We got the rowboat out, too, but hit an unexpected snag: Nathan wanted nothing whatsoever to do with getting into the boat. He’s only ever been on one boat before, a big cruising type, so I think the nature of a rowboat took him by surprise. He stood on the shore after we’d loaded in the rest of the family and steadfastly refused to leave land. So we took Ryan out for a little spin instead, leaving Nathan on the beach with his grandpa. After seeing his brother escape unscathed, and with some coaxing, Nathan agreed to sit in Dave’s lap for a short trip. We tried to take him out to see a buoy, but that was apparently too far — “Out” he said when we were halfway there, and so we turned the boat about.

I’m not worried, though. I, too, like to dip my toes into something new and scary before really committing. There will be other trips, other opportunities, and I have faith that continued exposure without pushing will allow Nathan to acclimate to the joy of small boats at his own pace.

We did a few fireworks, too. Nothing big — we picked up a small pack of things like smoke bombs and little fountains, as well as a few sparklers. Nathan and Dave shared their first father-son bonding experience of blowing things up. I have vivid memories of sending flowers spinning over the slab when I was a kid.

I was definitely sitting on the other side of the fence this time, though. For example, I never when I was a kid, not once, thought about the toxic metallic smokes given off by fireworks. Yet I found myself thinking about that a lot with Nathan. “Don’t stand right in the way of the smoke!” I found myself saying as we lit off smoke bombs, simultaneously remembering how fun it was to splash around in the swirling colored smoke. And strobes? I turned away and shielded Ryan’s eyes, and tried not to think about epileptic seizures.
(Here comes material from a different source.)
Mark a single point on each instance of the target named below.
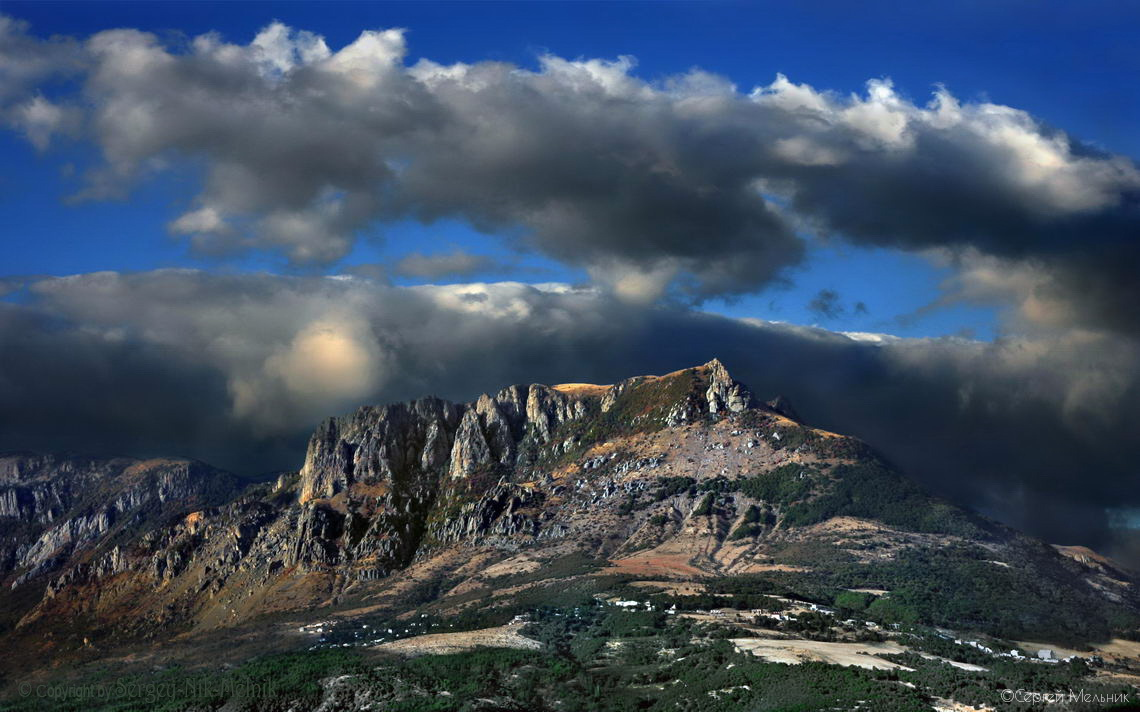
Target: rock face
(377, 488)
(60, 510)
(156, 547)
We didn’t do any big fireworks, but several people across the water did. And we were staying in the perfect room to watch them; our family snuggled up in bed together and Nathan fell asleep to the show.
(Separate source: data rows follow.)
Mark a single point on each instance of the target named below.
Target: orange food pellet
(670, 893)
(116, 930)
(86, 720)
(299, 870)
There were lots of other bits — walks in the woods, the two of us whacking at weeds with sticks like I used to do with my brother, exploring the playhouse, peeking into the tractor shed — but I’ll spare the details. One of the sweetest moments, though, was when Nathan fell asleep in the sling while we were standing on the porch, looking out at the water. Some of the moments I treasured as a kid were those quiet times that I stood next to my dad on the porch, looking out at the beauty of the world, saying nothing.

Zoo

One Saturday recently we found ourselves all dressed with no place to go. (No, I did not forget the “up” in that sentence. All four of us wearing pants at the same time on a weekend is rare enough.) We’d packed for a weekend at my dad’s, made food for the trip, and were just about to start loading the car when I noticed the flashing light on our phone, alerting us that the trip needed to be canceled.
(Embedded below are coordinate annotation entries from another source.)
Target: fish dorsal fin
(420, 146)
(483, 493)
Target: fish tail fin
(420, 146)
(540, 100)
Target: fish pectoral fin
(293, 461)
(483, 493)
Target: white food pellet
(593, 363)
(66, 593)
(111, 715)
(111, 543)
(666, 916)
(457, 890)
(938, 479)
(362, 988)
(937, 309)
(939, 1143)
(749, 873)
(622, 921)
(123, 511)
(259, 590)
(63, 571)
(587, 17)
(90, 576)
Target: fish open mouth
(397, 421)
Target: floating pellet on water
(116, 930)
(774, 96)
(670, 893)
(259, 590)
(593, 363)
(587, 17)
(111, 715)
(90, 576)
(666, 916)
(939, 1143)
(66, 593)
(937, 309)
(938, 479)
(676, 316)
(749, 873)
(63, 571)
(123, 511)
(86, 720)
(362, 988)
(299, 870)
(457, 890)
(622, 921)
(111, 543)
What to do? It seemed silly to just waste all that prep. Getting kids dressed and ready to go is a non-trivial effort. And we’d been telling Nathan that a trip was in the works; it seemed pretty anticlimactic to just take off our shoes and do some chores instead.

We decided to head to the zoo for a family outing. I’d been to the zoo once before with the kids, in the context of his playgroup. On that day the place was packed, and I noticed that the parents did a lot of work to coax the kids along. Nathan in particular seemed to want to spend longer staring at the animals than the group really allowed.

So I was excited to go back in a smaller, less crowded context, and give him time to look to his heart’s content. I was also happy to go with Dave, because the 1:1 kid:parent ratio is just really so much better.

We looked at sea lions, at elephants, at fish in a (man-made) tide pool. And yes, it was more fun moving at a more relaxed pace. Nathan’s two favorite parts (judging by how long he stared) were the tide pool “blowhole” and the animatronic dinosaur, but the elephants came in pretty close.